What does being Italian mean to you? Pride in what our people have contributed to the world. Proud of what my family had done in Italy and here in America, and hopefully I can add to that. Also to me, being Italian means being creative, having passion, working hard, and passing on the traditions, values, and words and actions of our people to my daughter so she can pass them on to her family one day so they stay alive. That’s one of the great things about your online publication, “Ciao Pittsburgh”—keeping our heritage alive in so many ways.
Do you have any particular favorite Italian restaurants (here in Pittsburgh or anywhere in the country)? To be honest all of them! There are a lot of good ones in Rhode Island too. My Mom’s food was the best! I am not too bad of a cook either!
Who do you look to for motivation and inspiration? For motivation, it’s my Mom and Dad, as well as my wife and daughter. Also, the people who did not want to see my dreams come true. I used their negativity to motivate me. “Use your worst enemy as your best ally.” For inspiration, again, Mom, Pop, my wife and daughter. But there have been so many people who have had an impact on my life—Jim Valvano, Roberto Clemente, Greg Norman, Donald Trump, Magic Johnson, John Calipari, Bruno Sammartino, Vinny Pazienza, Ray Mancini, Rocky Marciano, Doug Collins, Dick Vermiel, Vince Papale, Buster Douglas, George Foreman, Pete Maravich, Joe Namath, Lee Mazzilli, Joe Torre, Rick Pitino, Vince Lombardi, and I can’t forget the songs of Barry Manilow! I could go on and on. They have had impact on me professionally, in business and in life. I have to mention them.
What are some of your favorite hobbies? I love to read. Golf. Fishing with my daughter and I collect Celebrity Wines.
Last book you read? Joel Osteen’s, “It’s Your Time,” Ray ‘Boom Boom’ Mancini—The Good Son,” Josh Kaufman, “The Personal MBA—Master the Art of Business.”

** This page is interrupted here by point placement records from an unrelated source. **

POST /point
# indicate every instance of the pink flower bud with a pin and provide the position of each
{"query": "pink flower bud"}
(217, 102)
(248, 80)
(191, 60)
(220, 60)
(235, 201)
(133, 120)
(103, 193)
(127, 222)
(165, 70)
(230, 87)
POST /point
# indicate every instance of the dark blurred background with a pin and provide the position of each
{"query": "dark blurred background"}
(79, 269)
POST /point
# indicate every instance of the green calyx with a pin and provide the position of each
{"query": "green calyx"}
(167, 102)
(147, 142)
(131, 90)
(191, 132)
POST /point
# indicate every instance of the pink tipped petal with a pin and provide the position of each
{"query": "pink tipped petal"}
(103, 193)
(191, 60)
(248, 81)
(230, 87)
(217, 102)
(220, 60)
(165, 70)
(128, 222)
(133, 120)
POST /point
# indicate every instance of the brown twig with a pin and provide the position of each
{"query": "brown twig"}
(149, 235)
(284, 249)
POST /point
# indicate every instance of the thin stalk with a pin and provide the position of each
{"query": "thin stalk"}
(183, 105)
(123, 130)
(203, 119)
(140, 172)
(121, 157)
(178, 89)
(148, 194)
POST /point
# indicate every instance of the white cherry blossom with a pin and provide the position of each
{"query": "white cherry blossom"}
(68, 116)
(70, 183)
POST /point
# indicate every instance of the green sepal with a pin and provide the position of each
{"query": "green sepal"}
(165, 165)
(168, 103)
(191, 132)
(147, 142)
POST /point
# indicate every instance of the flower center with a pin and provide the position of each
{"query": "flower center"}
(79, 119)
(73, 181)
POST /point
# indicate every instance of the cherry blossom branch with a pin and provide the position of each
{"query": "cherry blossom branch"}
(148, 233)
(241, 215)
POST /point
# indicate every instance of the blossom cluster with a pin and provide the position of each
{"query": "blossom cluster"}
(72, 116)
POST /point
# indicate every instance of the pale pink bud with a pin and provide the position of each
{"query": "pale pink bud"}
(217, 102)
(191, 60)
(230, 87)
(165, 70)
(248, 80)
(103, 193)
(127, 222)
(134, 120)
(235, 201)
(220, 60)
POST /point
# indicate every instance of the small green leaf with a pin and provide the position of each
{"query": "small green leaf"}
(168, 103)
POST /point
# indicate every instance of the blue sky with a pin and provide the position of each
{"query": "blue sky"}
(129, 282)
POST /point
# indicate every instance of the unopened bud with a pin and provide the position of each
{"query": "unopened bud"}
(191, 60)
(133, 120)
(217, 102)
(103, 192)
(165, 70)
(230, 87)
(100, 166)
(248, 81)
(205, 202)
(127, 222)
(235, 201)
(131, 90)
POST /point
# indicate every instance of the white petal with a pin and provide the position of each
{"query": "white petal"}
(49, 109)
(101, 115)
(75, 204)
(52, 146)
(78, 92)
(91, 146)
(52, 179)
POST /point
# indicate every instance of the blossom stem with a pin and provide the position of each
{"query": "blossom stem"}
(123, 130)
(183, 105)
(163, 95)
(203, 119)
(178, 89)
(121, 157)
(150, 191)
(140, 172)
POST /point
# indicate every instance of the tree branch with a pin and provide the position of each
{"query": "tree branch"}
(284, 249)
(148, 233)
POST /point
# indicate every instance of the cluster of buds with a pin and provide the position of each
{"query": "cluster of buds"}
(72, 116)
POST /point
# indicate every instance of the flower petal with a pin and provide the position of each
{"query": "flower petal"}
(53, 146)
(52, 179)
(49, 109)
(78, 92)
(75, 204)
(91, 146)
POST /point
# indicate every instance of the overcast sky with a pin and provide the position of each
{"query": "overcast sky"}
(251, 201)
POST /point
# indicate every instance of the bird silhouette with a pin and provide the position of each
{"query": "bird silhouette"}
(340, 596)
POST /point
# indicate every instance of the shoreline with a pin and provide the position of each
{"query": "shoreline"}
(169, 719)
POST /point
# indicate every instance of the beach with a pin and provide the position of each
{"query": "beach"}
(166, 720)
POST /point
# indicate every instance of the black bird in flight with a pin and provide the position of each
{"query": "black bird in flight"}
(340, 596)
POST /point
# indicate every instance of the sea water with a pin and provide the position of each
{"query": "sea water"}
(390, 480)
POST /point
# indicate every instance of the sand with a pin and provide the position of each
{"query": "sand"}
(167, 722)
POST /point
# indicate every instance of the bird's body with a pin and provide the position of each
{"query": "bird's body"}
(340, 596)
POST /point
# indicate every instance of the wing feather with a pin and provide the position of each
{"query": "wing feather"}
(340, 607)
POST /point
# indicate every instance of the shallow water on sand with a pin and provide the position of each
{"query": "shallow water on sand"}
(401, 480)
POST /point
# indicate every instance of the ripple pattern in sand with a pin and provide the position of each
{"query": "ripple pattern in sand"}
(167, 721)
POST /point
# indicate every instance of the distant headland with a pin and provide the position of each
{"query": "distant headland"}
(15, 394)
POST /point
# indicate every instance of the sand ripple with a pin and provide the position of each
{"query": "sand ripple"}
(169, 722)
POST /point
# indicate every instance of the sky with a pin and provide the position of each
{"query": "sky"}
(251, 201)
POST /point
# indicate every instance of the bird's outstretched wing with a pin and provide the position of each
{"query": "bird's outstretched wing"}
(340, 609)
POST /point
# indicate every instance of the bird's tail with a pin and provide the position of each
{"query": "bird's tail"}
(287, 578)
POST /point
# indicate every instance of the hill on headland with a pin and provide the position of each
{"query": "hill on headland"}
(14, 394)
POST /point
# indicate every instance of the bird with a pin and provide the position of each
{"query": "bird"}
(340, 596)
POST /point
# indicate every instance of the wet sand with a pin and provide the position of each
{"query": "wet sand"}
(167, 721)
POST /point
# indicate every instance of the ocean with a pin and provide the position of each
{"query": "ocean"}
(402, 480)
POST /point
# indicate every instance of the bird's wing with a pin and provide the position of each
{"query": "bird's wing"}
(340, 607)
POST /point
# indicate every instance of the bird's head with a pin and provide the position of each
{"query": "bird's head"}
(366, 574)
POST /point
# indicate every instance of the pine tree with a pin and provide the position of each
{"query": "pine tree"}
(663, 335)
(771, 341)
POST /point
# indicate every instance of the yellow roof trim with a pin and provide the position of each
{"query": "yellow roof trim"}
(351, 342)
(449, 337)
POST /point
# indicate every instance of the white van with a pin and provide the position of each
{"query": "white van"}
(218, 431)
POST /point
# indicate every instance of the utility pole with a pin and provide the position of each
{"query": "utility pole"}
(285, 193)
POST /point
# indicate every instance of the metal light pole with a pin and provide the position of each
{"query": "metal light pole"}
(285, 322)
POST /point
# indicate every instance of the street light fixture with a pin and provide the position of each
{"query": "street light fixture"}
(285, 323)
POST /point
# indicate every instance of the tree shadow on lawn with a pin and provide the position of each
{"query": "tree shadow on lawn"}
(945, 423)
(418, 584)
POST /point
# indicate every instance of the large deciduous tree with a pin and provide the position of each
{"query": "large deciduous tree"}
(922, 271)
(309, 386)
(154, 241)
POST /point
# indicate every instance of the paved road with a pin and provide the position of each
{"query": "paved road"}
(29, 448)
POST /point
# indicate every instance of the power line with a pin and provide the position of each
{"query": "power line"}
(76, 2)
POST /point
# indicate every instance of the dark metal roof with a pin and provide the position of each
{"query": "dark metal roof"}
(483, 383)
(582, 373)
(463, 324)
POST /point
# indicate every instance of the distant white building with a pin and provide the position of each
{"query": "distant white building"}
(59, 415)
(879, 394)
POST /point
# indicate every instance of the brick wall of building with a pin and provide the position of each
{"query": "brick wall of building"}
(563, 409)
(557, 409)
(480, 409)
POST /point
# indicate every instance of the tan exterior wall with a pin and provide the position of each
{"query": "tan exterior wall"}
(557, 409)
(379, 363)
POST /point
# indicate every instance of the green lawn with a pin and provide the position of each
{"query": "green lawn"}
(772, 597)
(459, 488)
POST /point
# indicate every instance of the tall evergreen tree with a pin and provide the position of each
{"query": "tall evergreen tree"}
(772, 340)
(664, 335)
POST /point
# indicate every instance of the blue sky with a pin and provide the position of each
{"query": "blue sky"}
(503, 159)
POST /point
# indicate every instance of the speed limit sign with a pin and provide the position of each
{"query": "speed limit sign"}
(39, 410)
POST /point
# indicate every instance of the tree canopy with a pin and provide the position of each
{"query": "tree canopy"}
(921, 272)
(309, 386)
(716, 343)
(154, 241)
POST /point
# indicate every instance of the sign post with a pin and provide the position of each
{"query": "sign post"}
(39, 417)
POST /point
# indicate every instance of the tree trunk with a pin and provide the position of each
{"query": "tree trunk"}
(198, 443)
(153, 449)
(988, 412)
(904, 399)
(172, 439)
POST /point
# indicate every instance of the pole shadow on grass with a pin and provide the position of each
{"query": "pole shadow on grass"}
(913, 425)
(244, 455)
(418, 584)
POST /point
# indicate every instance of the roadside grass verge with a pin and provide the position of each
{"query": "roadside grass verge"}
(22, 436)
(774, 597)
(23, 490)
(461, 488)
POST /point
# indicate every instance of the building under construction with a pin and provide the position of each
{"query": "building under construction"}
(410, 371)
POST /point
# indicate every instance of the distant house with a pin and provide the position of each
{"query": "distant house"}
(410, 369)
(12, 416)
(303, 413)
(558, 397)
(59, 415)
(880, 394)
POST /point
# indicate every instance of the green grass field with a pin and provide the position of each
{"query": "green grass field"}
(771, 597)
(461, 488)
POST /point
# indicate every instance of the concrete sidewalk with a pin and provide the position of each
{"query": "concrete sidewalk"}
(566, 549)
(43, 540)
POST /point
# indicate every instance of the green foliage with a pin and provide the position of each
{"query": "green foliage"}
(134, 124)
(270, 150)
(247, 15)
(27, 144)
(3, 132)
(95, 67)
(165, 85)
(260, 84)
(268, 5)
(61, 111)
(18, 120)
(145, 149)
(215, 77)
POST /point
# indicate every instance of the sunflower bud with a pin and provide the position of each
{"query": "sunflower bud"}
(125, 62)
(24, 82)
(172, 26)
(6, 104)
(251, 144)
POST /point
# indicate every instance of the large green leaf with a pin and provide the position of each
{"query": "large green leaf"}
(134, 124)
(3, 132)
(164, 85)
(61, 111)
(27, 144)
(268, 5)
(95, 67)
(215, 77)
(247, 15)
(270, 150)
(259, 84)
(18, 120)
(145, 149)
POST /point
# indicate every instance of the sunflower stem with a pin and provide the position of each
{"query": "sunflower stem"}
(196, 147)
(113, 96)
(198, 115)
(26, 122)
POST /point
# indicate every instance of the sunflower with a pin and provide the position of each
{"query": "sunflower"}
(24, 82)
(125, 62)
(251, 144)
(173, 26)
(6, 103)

What else would you like our readers to know about you? I had a dream when I was 8. With the love and support of my Mom and Dad, the negative comments by some people, hard work, and prayers, things have gone the way they have. I am truly blessed. My dreams have come true 10 fold. BUT, that does not give you a reason to be an idiot with people. Be confident in what you do and how you do it, but don’t be an idiot. Have dreams, go after them with everything you have and simply don’t give up! Things can happen. I look at my life and feel so blessed but yet sad that my Mom, Ida, who passed in 1988 at the age of 48 and my Dad, Olindo, who passed in 2004 at the age of 75 are not here. I know they see what I am doing but I wish I could see their expressions and hear what they say about things I do. I also want to be the type of parent my Mom and Dad were to my daughter. And lastly, an old saying that rings true—”If you ever see a turtle on top of a fence post, you know he didn’t get there alone,”—I did not get here alone.